Color film was rare in World War II. The vast majority of the photos taken during the conflict were in black and white, and color photography as a whole was still a relatively new technique.
It’s this fact that makes the photos published by Britain’s Imperial War Museums so mesmerizing. They are in their original state — not retouched, not colorized: “You are seeing exactly what was taken. I know it’s common these days to see retouched photographs and colorized black & white photos, but this is the real deal,” said Ian Carter, author of a museum book in which they were published, during a phone interview.
The images were commissioned by the British Ministry of Information, which got hold of a very small quantity of Kodachrome film. They then decided to use it experimentally, by giving it to some of their official photographers who took it to several locations and employed it very sparingly.
Only about 3,000 images were taken in total, but not everything has survived: “About half of them went missing and we don’t know where they went,” said Carter. The surviving photos became part of the Museum’s archives in 1949, and some of them are being published for the first time in 70 years.
Dutch civilians dance in the streets after the liberation of Eindhoven by Allied forces, September 1944. Credit: © IWM
The photos were commissioned to publish in American magazines, which were printed in color, but not all of them would have been published during the war.

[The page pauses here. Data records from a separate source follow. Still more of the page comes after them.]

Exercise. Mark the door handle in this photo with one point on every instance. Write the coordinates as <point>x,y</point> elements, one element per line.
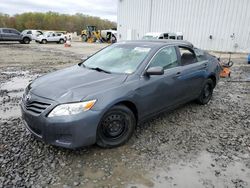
<point>177,74</point>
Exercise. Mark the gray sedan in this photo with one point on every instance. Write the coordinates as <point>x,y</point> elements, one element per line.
<point>102,99</point>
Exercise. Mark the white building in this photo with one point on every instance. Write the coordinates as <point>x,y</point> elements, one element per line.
<point>219,25</point>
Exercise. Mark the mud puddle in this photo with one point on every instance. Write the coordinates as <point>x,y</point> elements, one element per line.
<point>205,171</point>
<point>11,93</point>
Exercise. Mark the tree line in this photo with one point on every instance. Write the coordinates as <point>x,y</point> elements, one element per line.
<point>53,21</point>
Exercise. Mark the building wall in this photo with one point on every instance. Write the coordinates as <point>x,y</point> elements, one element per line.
<point>228,21</point>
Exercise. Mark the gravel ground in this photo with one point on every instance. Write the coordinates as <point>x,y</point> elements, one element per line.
<point>193,146</point>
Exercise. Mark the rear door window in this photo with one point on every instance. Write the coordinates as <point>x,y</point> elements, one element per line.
<point>187,56</point>
<point>6,31</point>
<point>165,58</point>
<point>14,32</point>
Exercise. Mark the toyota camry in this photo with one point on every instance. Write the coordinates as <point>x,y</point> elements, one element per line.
<point>102,99</point>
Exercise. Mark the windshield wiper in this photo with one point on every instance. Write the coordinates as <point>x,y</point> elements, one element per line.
<point>100,70</point>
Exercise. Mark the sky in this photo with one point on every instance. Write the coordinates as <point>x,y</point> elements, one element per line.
<point>106,9</point>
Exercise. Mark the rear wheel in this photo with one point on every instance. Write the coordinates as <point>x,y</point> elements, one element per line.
<point>26,40</point>
<point>61,41</point>
<point>206,93</point>
<point>116,127</point>
<point>44,41</point>
<point>84,38</point>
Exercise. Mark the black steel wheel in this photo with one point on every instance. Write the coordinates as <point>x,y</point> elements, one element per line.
<point>26,40</point>
<point>116,127</point>
<point>44,41</point>
<point>61,41</point>
<point>207,92</point>
<point>84,38</point>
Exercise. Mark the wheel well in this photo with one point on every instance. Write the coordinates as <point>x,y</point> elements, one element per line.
<point>213,78</point>
<point>26,38</point>
<point>131,106</point>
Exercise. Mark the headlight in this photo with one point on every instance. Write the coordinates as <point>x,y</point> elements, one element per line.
<point>71,108</point>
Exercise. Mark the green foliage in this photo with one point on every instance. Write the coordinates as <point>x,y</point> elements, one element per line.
<point>53,21</point>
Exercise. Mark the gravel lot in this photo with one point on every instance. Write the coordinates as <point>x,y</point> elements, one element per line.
<point>193,146</point>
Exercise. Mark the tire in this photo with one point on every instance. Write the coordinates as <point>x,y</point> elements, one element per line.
<point>61,41</point>
<point>26,40</point>
<point>206,93</point>
<point>84,38</point>
<point>113,39</point>
<point>116,127</point>
<point>44,41</point>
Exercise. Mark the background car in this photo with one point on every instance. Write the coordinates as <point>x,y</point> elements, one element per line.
<point>32,33</point>
<point>162,35</point>
<point>102,99</point>
<point>10,34</point>
<point>51,37</point>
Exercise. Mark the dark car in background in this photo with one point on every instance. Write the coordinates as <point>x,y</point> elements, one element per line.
<point>9,34</point>
<point>102,99</point>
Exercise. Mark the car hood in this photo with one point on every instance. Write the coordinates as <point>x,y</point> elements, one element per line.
<point>74,84</point>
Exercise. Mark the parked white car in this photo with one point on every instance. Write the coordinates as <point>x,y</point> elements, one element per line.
<point>162,35</point>
<point>33,34</point>
<point>51,37</point>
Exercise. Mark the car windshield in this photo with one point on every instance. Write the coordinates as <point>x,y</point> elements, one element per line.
<point>148,37</point>
<point>118,58</point>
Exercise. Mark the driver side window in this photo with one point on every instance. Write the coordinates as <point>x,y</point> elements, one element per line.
<point>166,58</point>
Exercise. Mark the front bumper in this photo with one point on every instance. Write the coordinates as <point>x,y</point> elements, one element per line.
<point>66,131</point>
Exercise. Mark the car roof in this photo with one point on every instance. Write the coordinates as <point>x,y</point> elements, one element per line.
<point>161,42</point>
<point>7,28</point>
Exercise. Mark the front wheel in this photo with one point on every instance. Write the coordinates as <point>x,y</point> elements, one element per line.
<point>116,127</point>
<point>84,38</point>
<point>61,41</point>
<point>44,41</point>
<point>26,40</point>
<point>206,93</point>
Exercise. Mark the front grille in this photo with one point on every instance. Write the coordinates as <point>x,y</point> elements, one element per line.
<point>35,106</point>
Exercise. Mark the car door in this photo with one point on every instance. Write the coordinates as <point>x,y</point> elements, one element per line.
<point>50,37</point>
<point>7,35</point>
<point>158,92</point>
<point>193,72</point>
<point>16,35</point>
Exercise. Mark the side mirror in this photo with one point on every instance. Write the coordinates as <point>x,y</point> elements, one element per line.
<point>155,71</point>
<point>84,58</point>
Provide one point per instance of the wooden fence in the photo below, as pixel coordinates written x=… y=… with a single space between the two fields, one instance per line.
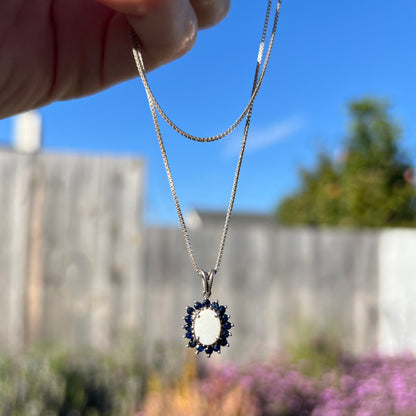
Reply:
x=77 y=267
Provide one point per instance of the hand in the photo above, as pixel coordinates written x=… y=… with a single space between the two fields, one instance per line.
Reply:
x=58 y=49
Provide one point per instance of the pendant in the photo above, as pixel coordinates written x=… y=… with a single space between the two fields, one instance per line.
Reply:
x=207 y=327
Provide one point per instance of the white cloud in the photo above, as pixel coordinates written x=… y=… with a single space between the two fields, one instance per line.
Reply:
x=261 y=139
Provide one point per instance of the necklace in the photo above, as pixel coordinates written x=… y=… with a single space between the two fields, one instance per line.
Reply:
x=207 y=325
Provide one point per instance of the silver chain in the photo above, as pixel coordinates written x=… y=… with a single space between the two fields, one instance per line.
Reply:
x=155 y=108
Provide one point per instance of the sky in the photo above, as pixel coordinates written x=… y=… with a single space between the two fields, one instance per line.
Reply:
x=326 y=54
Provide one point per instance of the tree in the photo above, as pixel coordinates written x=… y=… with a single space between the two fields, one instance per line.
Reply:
x=371 y=187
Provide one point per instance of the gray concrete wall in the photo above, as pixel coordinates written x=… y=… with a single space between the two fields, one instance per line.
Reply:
x=397 y=294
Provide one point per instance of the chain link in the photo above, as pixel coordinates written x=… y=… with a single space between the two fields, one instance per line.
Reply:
x=155 y=108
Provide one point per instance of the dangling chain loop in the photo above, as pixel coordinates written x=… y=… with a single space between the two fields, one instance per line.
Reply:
x=155 y=108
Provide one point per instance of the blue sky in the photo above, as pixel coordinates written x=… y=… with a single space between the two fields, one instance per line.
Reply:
x=326 y=54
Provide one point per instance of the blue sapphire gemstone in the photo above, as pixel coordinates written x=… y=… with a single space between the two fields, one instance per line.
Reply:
x=209 y=350
x=224 y=318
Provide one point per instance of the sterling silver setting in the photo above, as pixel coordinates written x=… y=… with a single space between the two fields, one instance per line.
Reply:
x=193 y=333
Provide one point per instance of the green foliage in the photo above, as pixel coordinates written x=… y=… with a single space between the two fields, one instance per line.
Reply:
x=371 y=187
x=53 y=383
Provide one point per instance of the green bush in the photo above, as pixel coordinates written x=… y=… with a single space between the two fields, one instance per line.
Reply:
x=52 y=383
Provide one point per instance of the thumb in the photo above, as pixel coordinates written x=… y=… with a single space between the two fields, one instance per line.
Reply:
x=167 y=29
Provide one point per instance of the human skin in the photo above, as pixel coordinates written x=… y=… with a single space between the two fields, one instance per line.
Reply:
x=54 y=50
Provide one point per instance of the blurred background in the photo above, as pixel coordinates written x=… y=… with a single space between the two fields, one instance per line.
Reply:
x=319 y=270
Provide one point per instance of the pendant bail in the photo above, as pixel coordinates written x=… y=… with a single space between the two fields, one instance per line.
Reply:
x=207 y=280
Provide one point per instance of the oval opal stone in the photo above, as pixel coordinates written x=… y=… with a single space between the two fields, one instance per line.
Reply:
x=207 y=327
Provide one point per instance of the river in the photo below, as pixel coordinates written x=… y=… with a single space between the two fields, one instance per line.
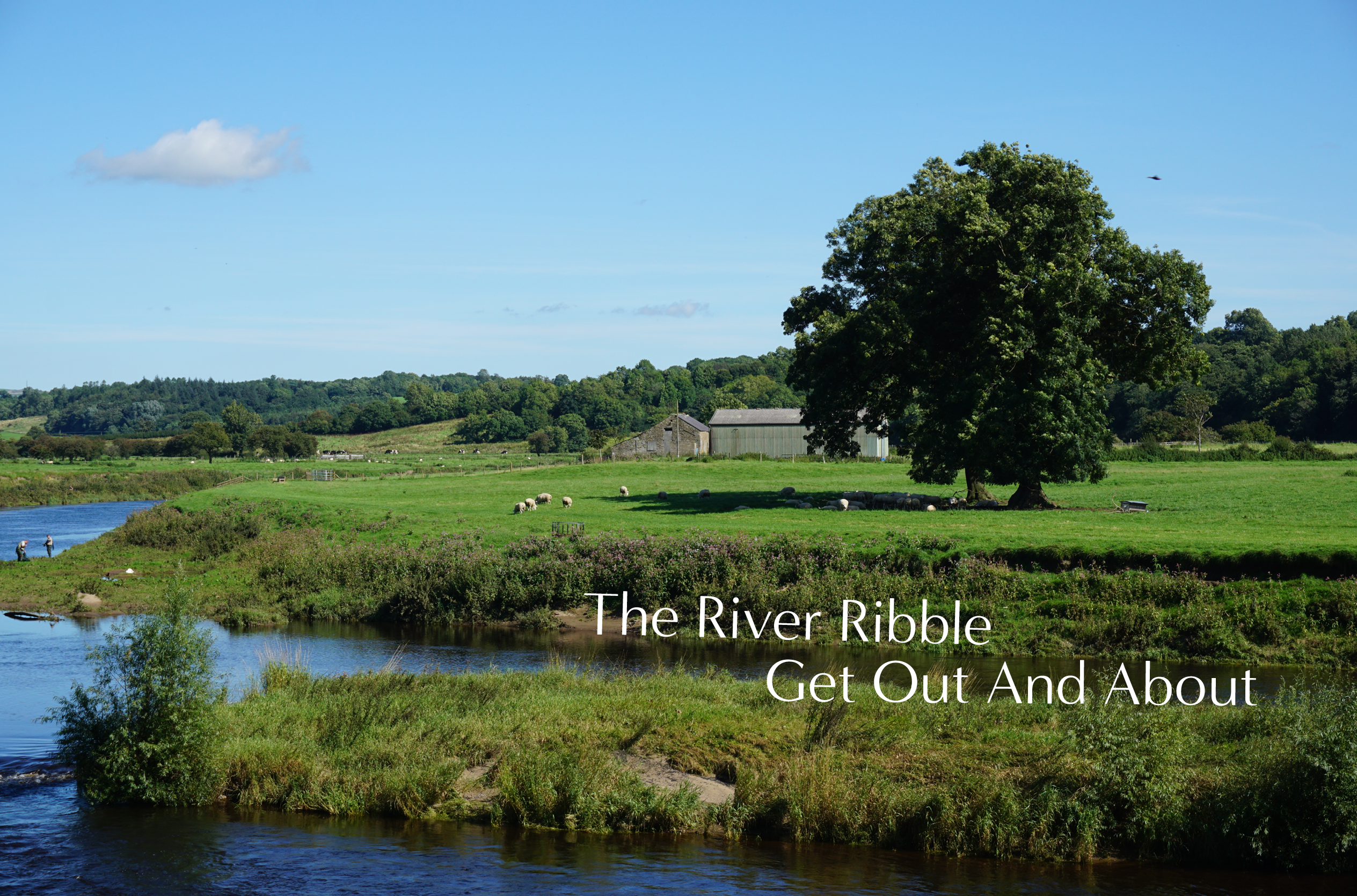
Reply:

It’s not entirely clear how the film was allocated to photographers, but it’s likely they were taken as “special” shots along with regular black and white cameras: “They had a very limited amount of film and had to be very careful, therefore they must have had the film in a separate camera and used it for a couple of photos while taking black and white shots,” said Carter.
Some amazing details that would be lost in greyscale suddenly emerge, such as the orange accents — the color of the Dutch royal family — in a scene of liberation in Eindhoven, Netherlands.
Nurses and convalescent aircrew at Princess Mary’s Royal Air Force Hospital at Halton in Buckinghamshire, August 1943. The hospital was opened in 1927, and treated some 20,000 RAF casualties during the War. Credit: © IWM
Colorized photos or footage from World War II have been around for some time, but these images truly show the world as people would have seen it at the time: “When you see them, they look almost like they were taken yesterday or reenacted,” said Carter.
“It still seems a bit odd to see color photography from the Second World War. It still has the power to shock.”